Rat adjuvant arthritis (AIA) is an experimental model of polyarthritis that has been widely used for preclinical testing of numerous anti-arthritic agents, which are either under preclinical or clinical investigation, or are currently used as therapeutics in this disease2-4. The lesions in adjuvant arthritis are somewhat less analogous to those seen in human RA than are the lesions of type II collagen arthritis in that there is less extensive pannus associated cartilage destruction. However, adjuvant arthritis has been used much more extensively for pharmaceutical testing and therefore more data exists for comparison in humans.
Rats are injected with 100 µL of FCA/LA (60 mg/mL) at the base of the tail on day 0.
The hallmarks of this model are reliable onset and progression of robust, easily measurable, polyarticular inflammation, marked bone resorption and periosteal bone proliferation. Cartilage destruction occurs but is disproportionally mild in comparison to the inflammation and bone destruction that occurs. Clinical evidence of arthritis occurs on day 9 or 10 after injection of adjuvant.
Additionally, splenomegaly occurs as a result of profound induction of extramedullary hematopoiesis in the red pulp in conjunction with pyogranulomatous inflammation in the red pulp and capsule. These changes are usually in association with mild to marked lymphoid atrophy. Ideally, an agent active in adjuvant disease should restore the spleen weights and morphology to normal as is the case with methotrexate treatment. Hepatomegaly also occurs as a result of hypertrophy of hepatocytes and should be beneficially affected by treatment. Also fairly consistently present in these animals is an anterior uveitis which may be histologically evaluated for treatment effects.
To assess disease progression, caliper measurements of ankle joint width or volume using a water displacement device are done prior to the onset of arthritis, and then every other day until the study is terminated. At termination, the tibiotarsal joint is transected at the level of the medial and lateral malleolus for determination of paw weights as another measure of inflammation or its inhibition.
Ankles are given scores of 0 to 7 for inflammation, cartilage damage, pannus formation, and bone resorption according to these methods.

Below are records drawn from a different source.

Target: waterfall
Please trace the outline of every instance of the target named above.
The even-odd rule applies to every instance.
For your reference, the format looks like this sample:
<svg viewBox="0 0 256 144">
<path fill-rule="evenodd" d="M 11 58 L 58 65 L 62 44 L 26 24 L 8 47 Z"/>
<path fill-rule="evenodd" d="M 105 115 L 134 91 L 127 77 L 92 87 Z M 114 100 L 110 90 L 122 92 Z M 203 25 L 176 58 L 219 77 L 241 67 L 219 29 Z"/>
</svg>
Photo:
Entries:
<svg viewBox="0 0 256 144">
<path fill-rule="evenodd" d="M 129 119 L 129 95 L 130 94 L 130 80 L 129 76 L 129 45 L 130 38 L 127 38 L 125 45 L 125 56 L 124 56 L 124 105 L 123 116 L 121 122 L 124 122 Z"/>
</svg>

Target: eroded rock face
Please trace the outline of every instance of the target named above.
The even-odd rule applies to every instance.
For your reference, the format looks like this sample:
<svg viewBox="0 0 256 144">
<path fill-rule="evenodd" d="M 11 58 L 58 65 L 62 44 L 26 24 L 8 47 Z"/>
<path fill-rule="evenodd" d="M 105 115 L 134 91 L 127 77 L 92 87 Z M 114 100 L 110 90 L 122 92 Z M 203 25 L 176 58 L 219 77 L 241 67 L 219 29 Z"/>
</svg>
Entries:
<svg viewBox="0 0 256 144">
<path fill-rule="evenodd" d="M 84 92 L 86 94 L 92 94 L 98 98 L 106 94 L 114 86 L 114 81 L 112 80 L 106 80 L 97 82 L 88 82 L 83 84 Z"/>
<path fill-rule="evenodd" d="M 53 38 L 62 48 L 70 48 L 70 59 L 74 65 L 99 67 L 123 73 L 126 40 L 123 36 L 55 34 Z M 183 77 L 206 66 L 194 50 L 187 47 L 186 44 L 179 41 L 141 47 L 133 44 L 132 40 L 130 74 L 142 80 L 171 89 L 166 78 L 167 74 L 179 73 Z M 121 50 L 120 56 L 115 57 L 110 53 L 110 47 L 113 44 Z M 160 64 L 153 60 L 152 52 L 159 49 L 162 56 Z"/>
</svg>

Also, spleens are given scores of 0 to 5 for splenic inflammation, lymphoid atrophy, and extramedullary hematopoiesis according to these methods.
Various stress-related factors including manipulations during the test period (pharmacokinetic sampling), frequency of dosing (QD vs BID) or type of vehicle used can influence the disease progression.
Clinically used agents that are active in adjuvant arthritis include corticosteroids and nonsteroidal anti-inflammatory drugs (NSAIDs) such as indomethacin and low dose methotrexate. Interleukin-1 receptor antagonist (IL-1ra) and soluble TNF receptors also have activity in this model9-12. Inhibition of IL-1 in the adjuvant model dramatically inhibits the bone resorption that is a prominent feature of this disease but has little effect on the inflammation. Combination therapies, a likely clinical scenario, in this model using IL-1ra and methotrexate have shown the potential for additive effects10. Combinations may allow the reduction in dose of more toxic agents such as methotrexate while achieving superior efficacy than could be achieved with either agent alone.
The soluble TNF receptors have also been evaluated for efficacy in this model. A pegylated version of the type I receptor (PEG sTNF-RI) is active against both inflammation and bone resorption11 and shows additive benefit when used in combination with traditional agents like methotrexate13 and dexamethasone12 as well as in combination with IL-1ra14.